Vida interrompida Foram longos meses numa cama de hospital, às voltas com “o problema”. Hoje aceita-o e convive com ele
D.R
Deus e eu
A vontade de transpor barreiras e desafiar a adversidade levou Marta a adotar um rumo que não conseguia prever antes de esta infeção lhe ter pregado uma partida. “Não dou assim tanto crédito à doença para dizer que me mudou”, afirma. Do mesmo modo, vê no acompanhamento psicológico uma ferramenta preciosa que a tem ajudado a perceber-se melhor por dentro. Ela, que gosta de testar-se e de sentir na pele as consequências dos seus atos, valeu-se dos seus hobbies de criança e começou a dar-lhes outra importância e forma. Foi o caso do blogue Out of Time, onde publicou um post, antes de ir para Londres, intitulado O Princípio, com a foto de uma cruz sob um céu azul e em que acrescenta, no final, “Exercícios Espirituais”.Escrito durante um retiro de silêncio jesuíta (três dias na Casa de Santo Inácio, em Colares), o texto pode ajudar a desvendar o segredo que levou Marta a fazer das fraquezas forças nos tempos que se seguiram. Ou será que o abalo da doença que lhe ia ceifando a vida lhe trouxe uma crise de fé? “Pelo contrário, testemunhei várias situações atípicas, intensas, em que estive por um fio e não morri porque não era suposto.” Nos momentos mais dramáticos estava “por acaso” à porta do hospital, e outras coincidências felizes levam-na a crer que “não é preciso ver milagres para se ver a presença de Deus na própria vida”, nem é demais lembrar que “a dor e o sofrimento por que passei permitiram-me sentir grandes alegrias”. Quanto aos exercícios espirituais, eles são a consequência natural de alguém que cresceu numa família católica, com idas à missa, catequese e atividades comunitárias. O retiro trouxe-lhe “uma confirmação pessoal daquilo em que acreditava – Deus e eu –, mas numa relação de Tu cá, tu lá”.
O Gang do Pé Preto
A conquista da liberdade faz-se devagar, especialmente quando se tem pressa de viver (e quem não a tem aos 20 anos?). Marta tem aproveitado o tempo em que a sua vida de estudante esteve interrompida para escrever e fotografar. Entretanto, deixou de ver estas atividades como passatempos e investe nelas mais a sério. Colaboradora residente da Sonder Minds, plataforma online que promove o pensamento livre e que Marta ajudou a fundar, já se aventura a andar a pé, a pegar no carro e percorrer a planície alentejana e a dar largas à sua veia criativa. Recentemente, ela e a amiga, mentora e fotógrafa Isabel Saldanha (mais as duas filhas desta), alugaram uma casa numa pequena localidade no Norte do País para conhecerem a fundo as pessoas e as suas tradições e modos de vida. A experiência foi de tal forma gratificante que Marta não resistiu a lançar o repto à amiga mais velha: “E se criássemos uma plataforma para divulgar lugares e estilos de vida que as pessoas não sabem que existem?” Essa é a missão do Gang do Pé Preto que pode vir a funcionar “como uma espécie de Trip Advisor a que seria acrescentada a componente pessoal, ou a forma como nós as quatro a vemos, na perspetiva da criança, do jovem e do adulto”.

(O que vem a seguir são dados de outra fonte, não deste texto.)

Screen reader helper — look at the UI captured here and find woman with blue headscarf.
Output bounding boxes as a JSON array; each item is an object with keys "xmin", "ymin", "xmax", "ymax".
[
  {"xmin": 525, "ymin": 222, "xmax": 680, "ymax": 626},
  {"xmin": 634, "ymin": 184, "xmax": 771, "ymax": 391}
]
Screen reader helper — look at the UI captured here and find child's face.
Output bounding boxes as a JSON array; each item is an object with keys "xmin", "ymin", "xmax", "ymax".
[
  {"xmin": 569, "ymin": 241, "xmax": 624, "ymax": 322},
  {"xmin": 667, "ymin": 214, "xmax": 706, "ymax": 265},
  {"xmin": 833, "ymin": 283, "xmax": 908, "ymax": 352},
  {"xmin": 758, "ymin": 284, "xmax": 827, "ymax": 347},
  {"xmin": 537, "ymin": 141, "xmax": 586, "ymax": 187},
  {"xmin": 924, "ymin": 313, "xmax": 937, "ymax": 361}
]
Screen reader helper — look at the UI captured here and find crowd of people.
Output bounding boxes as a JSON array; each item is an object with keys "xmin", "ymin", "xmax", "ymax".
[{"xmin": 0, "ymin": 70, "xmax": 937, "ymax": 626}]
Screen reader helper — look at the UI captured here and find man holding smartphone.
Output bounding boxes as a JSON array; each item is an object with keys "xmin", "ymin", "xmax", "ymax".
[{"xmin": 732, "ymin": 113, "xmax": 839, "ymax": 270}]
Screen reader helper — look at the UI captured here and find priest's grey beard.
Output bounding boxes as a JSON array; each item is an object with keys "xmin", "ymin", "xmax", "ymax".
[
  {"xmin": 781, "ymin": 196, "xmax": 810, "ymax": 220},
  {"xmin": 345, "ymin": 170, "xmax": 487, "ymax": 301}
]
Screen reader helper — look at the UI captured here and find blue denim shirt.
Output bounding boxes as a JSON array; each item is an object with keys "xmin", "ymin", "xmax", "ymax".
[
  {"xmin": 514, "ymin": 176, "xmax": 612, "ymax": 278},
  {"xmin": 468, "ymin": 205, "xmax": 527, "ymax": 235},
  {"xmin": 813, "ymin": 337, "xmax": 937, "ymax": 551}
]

Com o ano letivo a meio, o caminho vai-se fazendo, sem noitadas nem excessos vários, mas com muita garra e uma força que vem de dentro. “Continuo a curtir a vida à larga, estou com amigos, posso atravessar a estrada e ver o mar, fotografar, escrever, ler”. Nada como um bom livro ao serão, já agora. Toda a Luz que Não Podemos Ver, de Anthony Doerr, é o que tem agora em mãos, passado na II Guerra Mundial, que é intercalado com outros, “consoante a disposição”. No final de contas, “Escolho Viver” continua a ser o lema para a vida. A vida de Marta, que podia estar confinada, conformada e abatida pela doença crónica, mas que decidiu usar bem a liberdade que (mesmo condicionada) ainda tem. “Uma pessoa pode estar acorrentada dos pés à cabeça e sem liberdade física, mas ela continua lá, está em nós e transcende limites. Há que saber agarrá-la e usá-la a nosso favor. É o que eu faço.”